Multiple Linear Regression in Python
In this tutorial, you will learn how to perform a multiple linear regression in Python.
TLDR solution
import pandas as pd
import statsmodels.api as sm
df = pd.DataFrame(data)
X = df[['x1', 'x2']]
y = df['y']
X = sm.add_constant(X)
model = sm.OLS(y, X).fit()
predictions_statsmodels = model.predict(X)
summary = model.summary()
print(summary)
Step-by-Step Example
Step 1: Install pandas and statsmodels
If you don't have pandas and statsmodels already installed, execute the following command in your terminal:
pip install pandas statsmodels
Step 2: Look at Your Data
For demonstration purposes, let's work with fish market data which you can download by clicking here. Import it and have a first look at the raw data:
import pandas as pd
df = pd.read_csv("fishmarket.csv")
print(df.shape)
print(df.head())
The output should look like this:
(159, 7)
Species Weight Length1 Length2 Length3 Height Width
0 Bream 242.0 23.2 25.4 30.0 11.5200 4.0200
1 Bream 290.0 24.0 26.3 31.2 12.4800 4.3056
2 Bream 340.0 23.9 26.5 31.1 12.3778 4.6961
3 Bream 363.0 26.3 29.0 33.5 12.7300 4.4555
4 Bream 430.0 26.5 29.0 34.0 12.4440 5.1340
The dataset has 159 entries recording the fish species (categorical values!), its weight, three lengths dimensions (vertical, diagonal, cross), height and width.
Step 2: Run a Linear Regression
Let's say, you want to predict the weight of a fish from the other variables, i.e,. your linear regression model:
Weight = beta_0 + beta_1*Bream + ... + beta_6*Width
Note that you need to dummify/one hot encode the categorical variable. You also need to drop one of the dummies to avoid the multicollinearity problem. You should therefore also drop two of the three length variables. Thus, you can then run the regression as follows:
import statsmodels.api as sm
X_dummies = pd.get_dummies(df['Species'])
X_dummies = X_dummies.iloc[:,:-1] # to avoid multicollinearity
X_rest = df[['Length1', 'Height', 'Width']]

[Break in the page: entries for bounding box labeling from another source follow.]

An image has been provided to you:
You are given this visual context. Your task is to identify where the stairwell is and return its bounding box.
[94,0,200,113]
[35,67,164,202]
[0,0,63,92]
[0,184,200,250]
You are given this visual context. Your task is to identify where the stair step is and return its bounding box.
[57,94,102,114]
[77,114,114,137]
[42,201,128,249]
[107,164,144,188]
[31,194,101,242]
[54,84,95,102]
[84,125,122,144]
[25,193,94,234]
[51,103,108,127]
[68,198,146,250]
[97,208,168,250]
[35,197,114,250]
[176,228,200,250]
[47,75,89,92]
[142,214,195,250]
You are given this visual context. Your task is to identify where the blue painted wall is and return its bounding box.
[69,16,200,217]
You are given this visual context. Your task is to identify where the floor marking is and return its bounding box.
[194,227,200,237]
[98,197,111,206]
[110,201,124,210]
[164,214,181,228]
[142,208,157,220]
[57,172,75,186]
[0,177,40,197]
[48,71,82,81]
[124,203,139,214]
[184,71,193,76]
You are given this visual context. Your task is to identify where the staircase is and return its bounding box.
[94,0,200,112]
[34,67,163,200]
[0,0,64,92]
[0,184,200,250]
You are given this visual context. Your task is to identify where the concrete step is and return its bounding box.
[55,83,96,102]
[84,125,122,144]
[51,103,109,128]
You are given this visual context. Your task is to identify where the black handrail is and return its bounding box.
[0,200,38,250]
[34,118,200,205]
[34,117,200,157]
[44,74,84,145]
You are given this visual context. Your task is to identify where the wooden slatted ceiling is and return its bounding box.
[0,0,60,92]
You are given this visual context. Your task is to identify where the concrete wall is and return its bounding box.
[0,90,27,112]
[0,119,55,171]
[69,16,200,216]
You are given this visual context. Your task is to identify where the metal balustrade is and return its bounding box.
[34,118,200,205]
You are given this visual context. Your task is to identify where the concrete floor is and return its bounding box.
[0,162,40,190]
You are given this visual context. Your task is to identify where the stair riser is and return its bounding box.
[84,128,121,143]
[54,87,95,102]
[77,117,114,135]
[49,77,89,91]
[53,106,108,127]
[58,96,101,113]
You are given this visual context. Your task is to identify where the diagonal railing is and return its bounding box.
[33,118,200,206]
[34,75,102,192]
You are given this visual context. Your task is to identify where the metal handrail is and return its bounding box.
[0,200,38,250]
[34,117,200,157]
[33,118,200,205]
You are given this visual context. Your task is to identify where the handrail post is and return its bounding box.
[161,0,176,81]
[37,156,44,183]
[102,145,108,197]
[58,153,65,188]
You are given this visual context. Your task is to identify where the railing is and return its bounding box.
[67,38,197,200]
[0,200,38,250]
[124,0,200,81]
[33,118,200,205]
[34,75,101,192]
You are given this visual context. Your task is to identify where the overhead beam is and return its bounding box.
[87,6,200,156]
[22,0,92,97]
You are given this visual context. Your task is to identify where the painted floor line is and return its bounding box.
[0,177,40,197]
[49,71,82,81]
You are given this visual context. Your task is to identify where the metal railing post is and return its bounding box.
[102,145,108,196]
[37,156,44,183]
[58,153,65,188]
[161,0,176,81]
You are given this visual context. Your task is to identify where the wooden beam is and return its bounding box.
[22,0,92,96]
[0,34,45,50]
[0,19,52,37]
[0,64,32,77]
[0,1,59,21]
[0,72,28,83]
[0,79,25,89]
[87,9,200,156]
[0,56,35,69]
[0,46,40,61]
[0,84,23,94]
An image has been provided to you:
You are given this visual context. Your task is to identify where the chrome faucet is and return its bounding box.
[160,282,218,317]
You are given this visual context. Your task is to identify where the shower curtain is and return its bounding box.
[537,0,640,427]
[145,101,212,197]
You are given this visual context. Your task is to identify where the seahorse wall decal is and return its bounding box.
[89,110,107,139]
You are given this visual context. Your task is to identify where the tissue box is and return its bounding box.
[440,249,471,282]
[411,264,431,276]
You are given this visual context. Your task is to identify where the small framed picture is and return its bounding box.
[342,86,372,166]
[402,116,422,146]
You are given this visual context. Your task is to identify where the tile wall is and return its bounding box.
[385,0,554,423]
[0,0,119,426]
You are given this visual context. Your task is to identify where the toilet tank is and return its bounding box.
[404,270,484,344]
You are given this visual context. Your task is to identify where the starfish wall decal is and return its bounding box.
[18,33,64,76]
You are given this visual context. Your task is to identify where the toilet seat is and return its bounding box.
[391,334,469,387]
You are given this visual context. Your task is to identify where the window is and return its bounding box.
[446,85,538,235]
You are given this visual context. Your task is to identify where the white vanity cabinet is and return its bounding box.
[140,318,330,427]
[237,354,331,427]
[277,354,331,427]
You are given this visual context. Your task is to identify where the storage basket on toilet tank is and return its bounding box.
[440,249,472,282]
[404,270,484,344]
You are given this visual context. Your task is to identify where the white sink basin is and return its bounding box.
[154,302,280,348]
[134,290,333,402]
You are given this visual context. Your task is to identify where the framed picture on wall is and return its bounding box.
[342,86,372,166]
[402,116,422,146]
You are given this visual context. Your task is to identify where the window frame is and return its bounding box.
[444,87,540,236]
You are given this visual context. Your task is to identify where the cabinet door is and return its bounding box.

X = pd.concat([X_dummies, X_rest], axis=1)
y = df['Weight']
X = sm.add_constant(X)
model = sm.OLS(y, X).fit()
predictions_statsmodels = model.predict(X)
summary = model.summary()
print(summary)
The output of the code should look like this:
OLS Regression Results
==============================================================================
Dep. Variable: Weight R-squared: 0.931
Model: OLS Adj. R-squared: 0.927
Method: Least Squares F-statistic: 223.0
Date: Fri, 15 Nov 2024 Prob (F-statistic): 9.38e-82
Time: 22:00:11 Log-Likelihood: -947.68
No. Observations: 159 AIC: 1915.
Df Residuals: 149 BIC: 1946.
Df Model: 9
Covariance Type: nonrobust
==============================================================================
coef std err t P>|t| [0.025 0.975]
------------------------------------------------------------------------------
const -704.4445 53.988 -13.048 0.000 -811.126 -597.763
Bream -39.0066 79.642 -0.490 0.625 -196.381 118.368
Parkki 23.8917 61.643 0.388 0.699 -97.915 145.698
Perch -2.4141 44.019 -0.055 0.956 -89.395 84.567
Pike -299.6051 86.700 -3.456 0.001 -470.925 -128.286
Roach -22.1006 46.939 -0.471 0.638 -114.852 70.651
Smelt 256.8682 57.464 4.470 0.000 143.318 370.418
Length1 37.9353 4.010 9.459 0.000 30.011 45.860
Height 13.3419 13.256 1.006 0.316 -12.852 39.536
Width 1.6677 24.478 0.068 0.946 -46.702 50.037
==============================================================================
Omnibus: 38.971 Durbin-Watson: 0.825
Prob(Omnibus): 0.000 Jarque-Bera (JB): 82.558
Skew: 1.081 Prob(JB): 1.18e-18
Kurtosis: 5.791 Cond. No. 458.
==============================================================================
That's it! You just learned how to run a linear regression using Python.